15, 16 e 17 de junho

Dia 15 – Conforme o que mostram os mapas, no  dia 15 a chuva se concentraria entre o Centro, o Oeste e o Sul do estado, mas sem volumes muito altos na maioria das cidades.

Dia 16 – A chuva aumentaria no estado e com volumes mais altos, mas ainda assim sem acumulados excessivos ou extremos.

Dia  17 – O  tempo seguiria com chuva na maior parte do Rio Grande do Sul, sem volumes muito altos na maioria das cidades.

Assim, ao menos a partir dos dados de hoje (9) o cenário para os dias 15 a 17, embora seja de chuva, não aponta volumes extremos que possam gerar novas grandes enchentes. Os níveis dos rios, como não poderia deixar de ser, subirão com a chuva, mas os acumulados previstos não apontam para elevações a níveis de alerta ou críticos.

Nesse sentido, é importante observar o que os modelos projetam para a soma de dez dias. os modelos, em geral, indicam precipitação na maioria das cidades do estado entre 50 mm e 100 mm no período e que vai se concentrar entre os dias 15 e 19. Os dados de hoje sugerem acumulados superiores a 100 mm, que são altos, sobretudo para a Metade Oeste.

UMA NOVA REALIDADE

A realidade mudou depois das enchentes do mês de maio e estamos sob um quadro que difere daquele de antes de 40 dias atrás. Os impactos da chuva nas cidades e nos rios hoje pode ser diferente do que normalmente estamos acostumados e que ao longo de anos de trabalho construímos parâmetros de previsão e impactos para a população.
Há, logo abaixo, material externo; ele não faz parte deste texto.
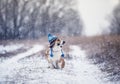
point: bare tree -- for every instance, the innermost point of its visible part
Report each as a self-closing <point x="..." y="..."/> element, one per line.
<point x="35" y="18"/>
<point x="115" y="21"/>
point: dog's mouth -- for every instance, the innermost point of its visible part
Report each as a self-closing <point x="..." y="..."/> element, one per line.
<point x="58" y="44"/>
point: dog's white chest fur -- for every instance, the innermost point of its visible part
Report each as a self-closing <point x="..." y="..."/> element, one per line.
<point x="56" y="53"/>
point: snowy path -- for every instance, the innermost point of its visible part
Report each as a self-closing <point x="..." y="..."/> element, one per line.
<point x="34" y="70"/>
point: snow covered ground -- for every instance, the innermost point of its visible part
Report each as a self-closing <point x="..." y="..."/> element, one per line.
<point x="22" y="69"/>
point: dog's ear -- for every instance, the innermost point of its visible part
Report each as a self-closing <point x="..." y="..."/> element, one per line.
<point x="63" y="42"/>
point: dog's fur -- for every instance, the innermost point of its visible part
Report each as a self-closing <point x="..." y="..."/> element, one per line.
<point x="56" y="61"/>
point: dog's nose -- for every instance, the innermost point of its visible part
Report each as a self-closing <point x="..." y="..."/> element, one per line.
<point x="63" y="42"/>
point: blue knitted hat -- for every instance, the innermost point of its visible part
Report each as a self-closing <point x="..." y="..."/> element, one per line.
<point x="51" y="38"/>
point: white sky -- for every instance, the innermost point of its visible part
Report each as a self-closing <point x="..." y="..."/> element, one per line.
<point x="94" y="14"/>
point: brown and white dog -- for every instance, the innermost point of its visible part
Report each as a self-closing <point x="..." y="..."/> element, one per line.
<point x="57" y="61"/>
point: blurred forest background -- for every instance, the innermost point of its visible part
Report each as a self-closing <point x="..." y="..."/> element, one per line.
<point x="21" y="19"/>
<point x="34" y="19"/>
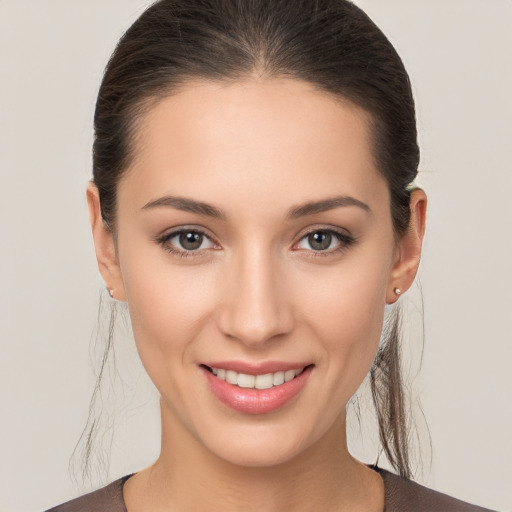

As enchentes, conforme análises preliminares e relatos de quem está habituado com navegação, trouxe grande quantidade de sedimentos e terra. O delta do Jacuí e o Guaíba tiveram grande assoreamento, assim como provavelmente outros rios que passaram por grandes cheias como o Taquari, Caí e Sinos, o que aliás já estava agravado pelas cheias do segundo semestre do ano passado.

MACRODRENAGEM URBANA

Em Porto Alegre e outras cidades afetadas por inundações, grande quantidade de lixo e lama adentrou as redes de esgotos. Com isso, a capacidade de drenagem está reduzida em relação ao que se via antes da enchente. Logo, ruas que não alagavam com uma chuva diária, por exemplo, de 50 mm agora talvez alaguem e ruas que alagavam podem ter alagamento maior. Igualmente, arroios que cortam Porto Alegre e outras cidades da região metropolitana podem alagar com maior facilidade do que ocorria antes da grande enchente.